This repo is a python implementation of our BAClassifier for Bitcoin address behavior analyse, which can automatically classify the bitcoin addresses according to the analysis of bitcoin address behaviors.
The high-level pipeline of the proposed BAClassifier framework is illustrated in the Figure, which consists of three major modules, namely address graph construction, graph representation learning, and address classification.
- Address Graph Construction: Given a set of bitcoin addresses, BAClassifier constructs the chronological transaction graphs to reflect the behaviors of each address.
- Graph Representation Learning: BAClassifier utilizes graph neural networks to learn the graph representations of each address and generate the graph embeddings.

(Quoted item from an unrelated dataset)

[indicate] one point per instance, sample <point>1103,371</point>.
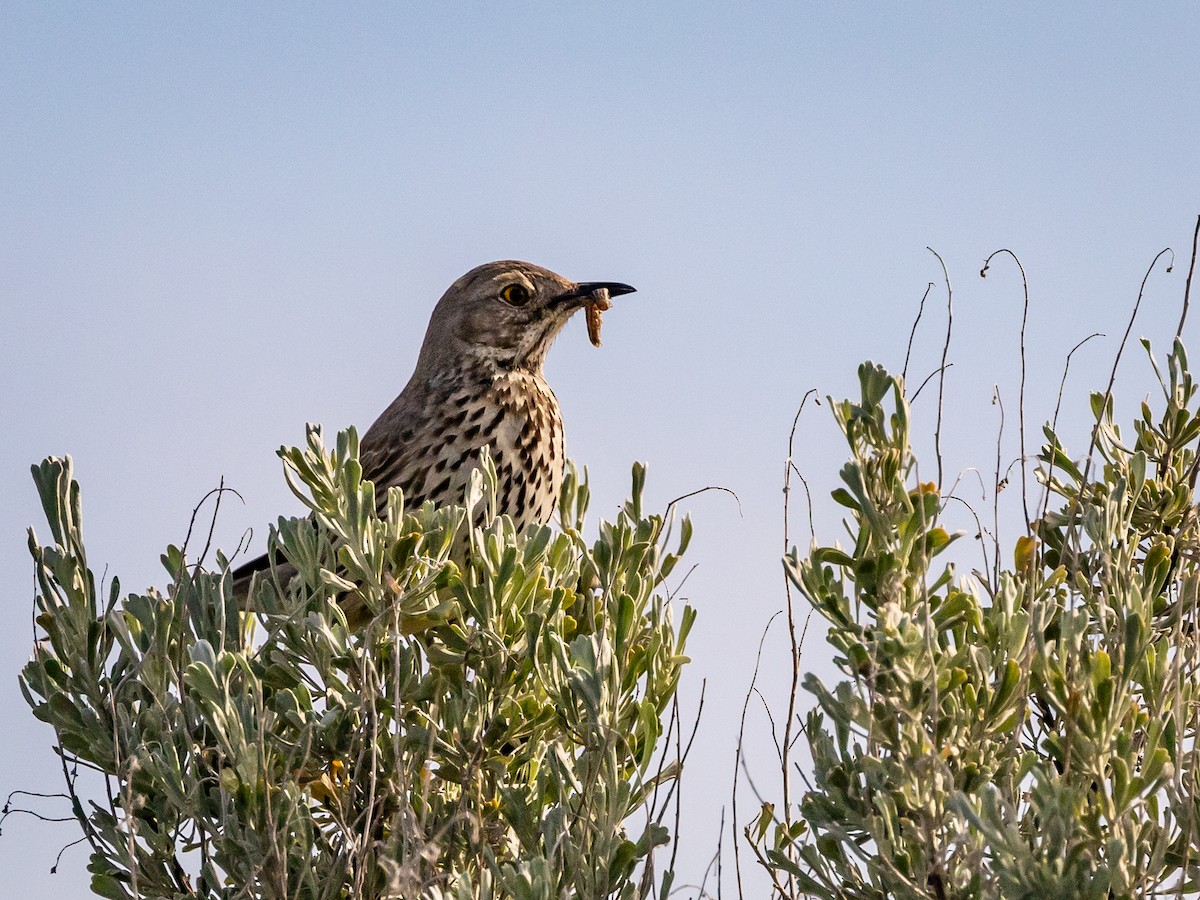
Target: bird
<point>479,382</point>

- Address Classification: BAClassifier aggregates all graph embeddings to produce the address-level representations, and confirms the classification model to output the predictions of address classifications.
-
Python 3.6 or above
-
PyTorch1.4.0
-
pandas 1.1 or above
-
numpy 1.19 or above
-
scikit-learn 0.23 or above
We construct and release a benchmark dataset, which consists of over 2 million bitcoin addresses. We create the dataset by collecting bitcoin addresses from different sources: btc.com, walletexplorer.com, oxt.me, and other websites. Note that all the bitcoin addresses are collected from trusted entities in the field.

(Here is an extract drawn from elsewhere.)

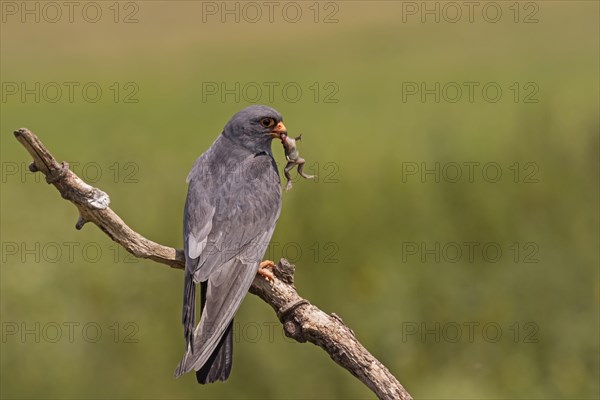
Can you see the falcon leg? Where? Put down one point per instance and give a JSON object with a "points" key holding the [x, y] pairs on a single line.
{"points": [[265, 270]]}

We manually label the bitcoin addresses in the dataset, i.e., what transaction behavior is being performed by a bitcoin address. We concern four categories of behaviors, namely exchange, mining, gambling, and service. Our annotations facilitate the evaluation of bitcoin address classification tools extensively.
-
Exchange: Exchanges hold this type of address, which consists of cold wallet addresses and hot wallet addresses. These addresses are often used by exchanges to manage funds and provide deposit and withdrawal services.
-
Mining: This type of address is held by the mining pool and the nodes involved in mining. The mining pools receive and distribute mining rewards through this type of address, while the mining nodes receive their reward from the mining pools through this type of address.
-
Gambling: This type of address is held by gambling websites and gamblers. Gambling websites absorb and manage gambling funds through this class of addresses, while gamblers send and receive gambling funds through this class of addresses.
-
Service: This type of address is held by websites that provide related services that provide related services, including wallet, coin mixer, dark web, and lending.
The dataset can be found in dataset directory.
- To run program of each part, use this command: python main.py.
- Also, you can use specific hyper-parameters to train the model. All the hyper-parameters can be found in
main.py
.